• Städter mögen Altbauwohnungen in Blockrand-Quartieren. Doch seit 100 Jahren baut sie keiner mehr: Die Geschichte einer verpönten Stadtform und warum ihr in Zürich eine Renaissance bevorsteht.

    "Die Moderne habe dabei versagt, städtische Räume zu schaffen, sagt Lampugnani. Das zeige sich auch in Zürichs Neubaugebieten: «Man hat eine Siedlung an die andere gereiht. Diese architektonischen Einheiten stehen für sich allein, gehen keine Verbindung miteinander ein. So entsteht keine Stadt.» Als Beispiel könnte auch Lampugnanis ETH-Institut dienen: Es liegt in einem 60er-Bau, zwischen Feldern auf dem Hönggerberg, abgekoppelt von der Stadt. Das Städtische gründet laut Lampugnani auf drei Stützen: 1. Wohnungen, Büros, Kleingewerbe, Läden und Restaurants müssen sich mischen. 2. Es braucht eine ausreichende Dichte an Häusern und Menschen. 3. Strassen, Plätze und Pärke müssen sorgfältig als öffentliche Räume gestaltet werden. «Die meisten Blockrand-Quartiere erfüllen diese Bedingungen. Sie sind heute, wie vor 150 Jahren, Bausteine einer lebendigen Stadt.»

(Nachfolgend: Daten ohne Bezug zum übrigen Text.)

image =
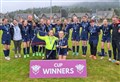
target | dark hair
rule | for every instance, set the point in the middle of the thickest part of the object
(4, 19)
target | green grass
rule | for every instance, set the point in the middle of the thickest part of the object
(17, 70)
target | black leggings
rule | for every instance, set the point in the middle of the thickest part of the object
(116, 49)
(93, 48)
(50, 54)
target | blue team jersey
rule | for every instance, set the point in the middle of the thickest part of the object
(63, 42)
(6, 31)
(67, 28)
(94, 32)
(49, 27)
(57, 28)
(43, 29)
(106, 30)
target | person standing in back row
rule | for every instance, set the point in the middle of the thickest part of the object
(116, 40)
(16, 36)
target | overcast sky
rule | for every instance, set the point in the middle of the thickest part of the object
(12, 5)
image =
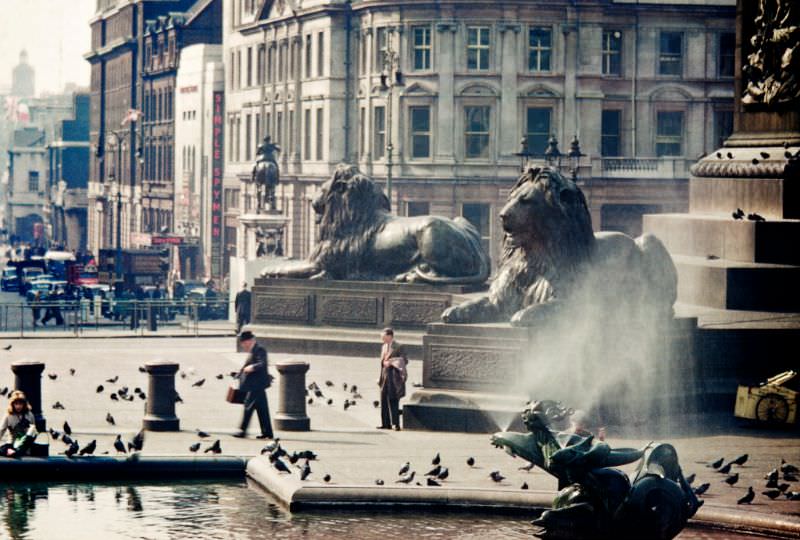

    Ein weiterer Vorteil der Gründerzeithäuser liege darin, dass sie grosszügige, hohe Räume bieten. Ausser Bad und Küche sind die Zimmer nicht definiert. «In modernen Wohnungen geben die Grundrisse oft vor, wo man was tun muss.»

    Architektur als Sündenbock

    Die Abneigung gegen den Blockrand hält Vittorio Magnago Lampugnani für überholt. «Im Gründerzeit-Berlin waren Armut und Spekulation für die Probleme verantwortlich. Doch man hat sie der Architektur angelastet.» Das zeige sich heute: Die einst als «Mietskasernen-Wüsten» verschrienen Viertel haben sich längst zu beliebten Wohnlagen entwickelt. Auch Zehntausende Zürcher würden ihren Altbau niemals gegen eine umgrünte Randwohnung eintauschen."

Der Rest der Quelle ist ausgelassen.